When screening small molecules as potential drug candidates, it’s important to understand how they affect a target protein’s biological function, which is usually connected to its physical arrangement. A team of researchers led by Chris Brosey of the University of Texas MD Anderson Cancer Center developed a high-throughput drug-discovery workflow leveraging time-resolved small-angle x-ray scattering (SAXS) capabilities at the Advanced Light Source’s (ALS) Structurally Integrated Biology for the Life Sciences (SIBYLS) beamline 12.3.1.
In this case, the researchers were looking for small molecules that would stimulate the conformational change of a protein involved in programmed cell death (apoptosis) from a monomer into a dimer, thereby inhibiting the protein. They used the pipeline to screen 2,500 small-molecule drug candidates for this ability.
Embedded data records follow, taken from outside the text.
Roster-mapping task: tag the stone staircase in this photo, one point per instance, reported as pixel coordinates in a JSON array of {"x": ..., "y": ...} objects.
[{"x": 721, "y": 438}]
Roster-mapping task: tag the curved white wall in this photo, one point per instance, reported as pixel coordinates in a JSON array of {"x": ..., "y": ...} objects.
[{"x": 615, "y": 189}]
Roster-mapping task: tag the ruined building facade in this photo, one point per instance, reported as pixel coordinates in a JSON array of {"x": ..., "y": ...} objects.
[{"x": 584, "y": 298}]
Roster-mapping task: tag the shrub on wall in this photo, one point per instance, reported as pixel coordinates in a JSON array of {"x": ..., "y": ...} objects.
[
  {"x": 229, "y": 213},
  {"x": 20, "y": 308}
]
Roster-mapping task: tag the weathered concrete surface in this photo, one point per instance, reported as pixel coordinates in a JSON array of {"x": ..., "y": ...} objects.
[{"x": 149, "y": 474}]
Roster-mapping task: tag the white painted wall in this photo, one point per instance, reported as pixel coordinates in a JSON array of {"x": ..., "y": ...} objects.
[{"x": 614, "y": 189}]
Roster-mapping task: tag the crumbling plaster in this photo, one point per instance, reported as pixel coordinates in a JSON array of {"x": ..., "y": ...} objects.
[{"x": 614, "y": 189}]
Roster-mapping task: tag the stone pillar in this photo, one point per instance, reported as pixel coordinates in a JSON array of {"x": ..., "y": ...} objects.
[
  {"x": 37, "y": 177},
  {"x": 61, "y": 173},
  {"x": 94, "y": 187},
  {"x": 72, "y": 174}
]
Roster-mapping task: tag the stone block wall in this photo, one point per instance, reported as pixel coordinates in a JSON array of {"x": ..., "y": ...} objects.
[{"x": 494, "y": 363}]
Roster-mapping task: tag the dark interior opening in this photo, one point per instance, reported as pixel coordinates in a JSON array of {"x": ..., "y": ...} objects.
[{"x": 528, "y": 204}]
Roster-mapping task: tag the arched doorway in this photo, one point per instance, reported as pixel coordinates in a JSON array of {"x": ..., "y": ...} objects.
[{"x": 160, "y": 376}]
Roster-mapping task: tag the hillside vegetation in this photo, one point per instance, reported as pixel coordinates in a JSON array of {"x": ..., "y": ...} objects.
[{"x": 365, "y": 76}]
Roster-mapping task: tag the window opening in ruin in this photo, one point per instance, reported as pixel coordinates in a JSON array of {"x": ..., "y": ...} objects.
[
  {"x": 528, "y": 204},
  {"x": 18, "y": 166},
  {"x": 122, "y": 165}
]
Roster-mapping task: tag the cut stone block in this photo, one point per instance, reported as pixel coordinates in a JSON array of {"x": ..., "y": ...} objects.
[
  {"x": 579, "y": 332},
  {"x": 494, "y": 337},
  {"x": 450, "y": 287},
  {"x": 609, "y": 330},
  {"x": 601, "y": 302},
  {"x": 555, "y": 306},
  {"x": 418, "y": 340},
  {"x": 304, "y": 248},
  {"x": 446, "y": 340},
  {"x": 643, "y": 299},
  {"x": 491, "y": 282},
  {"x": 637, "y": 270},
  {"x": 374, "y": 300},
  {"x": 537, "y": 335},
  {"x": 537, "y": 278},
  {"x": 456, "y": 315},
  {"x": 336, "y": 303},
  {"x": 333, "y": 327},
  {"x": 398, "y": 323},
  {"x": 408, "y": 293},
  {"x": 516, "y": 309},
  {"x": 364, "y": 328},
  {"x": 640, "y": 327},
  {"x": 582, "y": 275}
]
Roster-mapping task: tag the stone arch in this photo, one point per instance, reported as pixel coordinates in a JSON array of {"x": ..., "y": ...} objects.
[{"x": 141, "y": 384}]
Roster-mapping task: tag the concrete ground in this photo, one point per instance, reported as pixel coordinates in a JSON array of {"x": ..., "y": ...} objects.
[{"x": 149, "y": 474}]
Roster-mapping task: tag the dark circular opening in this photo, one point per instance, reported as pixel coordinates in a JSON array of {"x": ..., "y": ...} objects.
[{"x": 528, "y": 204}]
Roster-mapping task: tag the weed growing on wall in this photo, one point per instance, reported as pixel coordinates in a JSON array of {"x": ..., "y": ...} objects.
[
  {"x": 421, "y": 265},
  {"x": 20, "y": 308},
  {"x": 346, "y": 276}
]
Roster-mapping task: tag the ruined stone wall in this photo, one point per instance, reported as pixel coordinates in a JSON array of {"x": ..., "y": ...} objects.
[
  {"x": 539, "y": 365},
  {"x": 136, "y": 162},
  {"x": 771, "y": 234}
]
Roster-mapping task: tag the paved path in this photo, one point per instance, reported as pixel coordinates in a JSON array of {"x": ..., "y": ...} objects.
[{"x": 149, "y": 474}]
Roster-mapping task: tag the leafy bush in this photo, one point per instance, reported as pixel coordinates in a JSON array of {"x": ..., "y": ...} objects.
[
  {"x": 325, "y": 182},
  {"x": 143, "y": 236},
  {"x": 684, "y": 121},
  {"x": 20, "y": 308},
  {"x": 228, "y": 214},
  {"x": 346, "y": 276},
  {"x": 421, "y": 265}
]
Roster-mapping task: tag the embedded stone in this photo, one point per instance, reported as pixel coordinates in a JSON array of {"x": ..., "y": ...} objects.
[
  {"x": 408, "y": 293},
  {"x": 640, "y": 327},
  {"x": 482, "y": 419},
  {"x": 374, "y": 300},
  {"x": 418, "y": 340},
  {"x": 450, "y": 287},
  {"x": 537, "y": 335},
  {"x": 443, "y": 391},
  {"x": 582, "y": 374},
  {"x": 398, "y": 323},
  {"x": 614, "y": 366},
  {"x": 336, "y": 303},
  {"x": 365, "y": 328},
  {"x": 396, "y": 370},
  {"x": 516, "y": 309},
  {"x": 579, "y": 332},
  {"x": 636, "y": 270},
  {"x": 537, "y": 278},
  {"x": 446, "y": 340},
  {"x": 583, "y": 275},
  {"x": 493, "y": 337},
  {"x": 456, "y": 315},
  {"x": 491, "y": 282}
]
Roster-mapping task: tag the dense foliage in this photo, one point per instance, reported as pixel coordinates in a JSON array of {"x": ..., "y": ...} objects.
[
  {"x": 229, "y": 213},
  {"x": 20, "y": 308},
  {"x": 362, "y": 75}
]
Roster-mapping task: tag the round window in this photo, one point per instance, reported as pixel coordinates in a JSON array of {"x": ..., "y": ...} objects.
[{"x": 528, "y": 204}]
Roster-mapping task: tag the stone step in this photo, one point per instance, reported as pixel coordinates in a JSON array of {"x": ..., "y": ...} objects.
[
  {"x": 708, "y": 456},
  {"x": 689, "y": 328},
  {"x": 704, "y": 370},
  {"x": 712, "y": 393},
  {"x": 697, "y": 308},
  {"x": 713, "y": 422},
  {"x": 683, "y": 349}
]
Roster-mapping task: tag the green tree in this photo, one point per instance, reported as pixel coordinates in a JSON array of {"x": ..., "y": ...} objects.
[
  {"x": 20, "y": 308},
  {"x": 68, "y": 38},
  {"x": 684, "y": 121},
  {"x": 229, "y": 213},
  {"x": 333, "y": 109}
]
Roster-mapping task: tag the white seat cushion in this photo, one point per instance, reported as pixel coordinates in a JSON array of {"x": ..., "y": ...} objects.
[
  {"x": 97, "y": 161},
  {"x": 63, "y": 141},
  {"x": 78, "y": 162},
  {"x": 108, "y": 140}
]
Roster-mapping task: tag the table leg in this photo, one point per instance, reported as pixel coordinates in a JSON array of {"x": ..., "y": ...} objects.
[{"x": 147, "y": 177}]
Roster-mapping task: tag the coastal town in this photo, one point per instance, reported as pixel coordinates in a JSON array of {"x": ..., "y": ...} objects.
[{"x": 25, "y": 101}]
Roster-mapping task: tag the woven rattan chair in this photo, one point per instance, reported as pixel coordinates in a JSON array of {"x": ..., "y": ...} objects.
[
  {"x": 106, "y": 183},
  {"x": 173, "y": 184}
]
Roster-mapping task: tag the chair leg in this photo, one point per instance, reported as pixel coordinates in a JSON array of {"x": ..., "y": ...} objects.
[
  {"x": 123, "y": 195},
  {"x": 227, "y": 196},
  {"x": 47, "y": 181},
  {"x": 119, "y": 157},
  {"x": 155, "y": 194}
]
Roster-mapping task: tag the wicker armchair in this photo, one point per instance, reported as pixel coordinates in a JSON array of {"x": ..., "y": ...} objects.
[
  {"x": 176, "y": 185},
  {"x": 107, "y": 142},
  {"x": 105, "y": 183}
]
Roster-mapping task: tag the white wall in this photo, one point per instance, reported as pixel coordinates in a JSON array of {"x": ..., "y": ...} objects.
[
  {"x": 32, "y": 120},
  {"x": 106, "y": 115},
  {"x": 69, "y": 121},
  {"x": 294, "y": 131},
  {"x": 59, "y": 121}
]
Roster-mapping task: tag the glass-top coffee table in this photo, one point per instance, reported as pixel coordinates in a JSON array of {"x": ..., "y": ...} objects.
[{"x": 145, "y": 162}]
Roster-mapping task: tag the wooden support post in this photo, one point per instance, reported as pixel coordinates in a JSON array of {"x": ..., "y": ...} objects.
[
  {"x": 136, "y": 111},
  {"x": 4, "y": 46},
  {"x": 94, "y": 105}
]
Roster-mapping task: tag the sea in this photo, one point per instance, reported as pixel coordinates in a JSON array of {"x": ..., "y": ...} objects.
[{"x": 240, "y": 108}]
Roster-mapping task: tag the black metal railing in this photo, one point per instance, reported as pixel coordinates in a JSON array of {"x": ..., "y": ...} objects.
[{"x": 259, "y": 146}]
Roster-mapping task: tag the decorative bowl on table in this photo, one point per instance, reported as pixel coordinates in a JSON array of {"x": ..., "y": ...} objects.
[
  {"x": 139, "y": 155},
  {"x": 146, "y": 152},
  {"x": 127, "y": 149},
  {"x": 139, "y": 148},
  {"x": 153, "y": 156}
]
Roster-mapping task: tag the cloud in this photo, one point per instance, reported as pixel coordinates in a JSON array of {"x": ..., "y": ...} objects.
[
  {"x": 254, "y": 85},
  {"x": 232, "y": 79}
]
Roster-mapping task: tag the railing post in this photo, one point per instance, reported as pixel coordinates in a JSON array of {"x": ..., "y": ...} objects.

John Tainer, a professor at the University of Texas MD Anderson Cancer Center and guest faculty in the Molecular Biophysics and Integrated Bioimaging (MBIB) Division, assisted with the study’s conception and data analysis and was a co-corresponding author on the paper published in Nature Chemical Biology. Greg Hura, MBIB Division Deputy for Science, member of the SIBYLS group, and co-principal investigator of the ALS Efficiently Networking Advanced BeamLine Experiments (ALS-ENABLE) program, and Kathryn Burnett, an administrator with ALS-ENABLE, collected and processed the high-throughput, time-resolved SAXS data.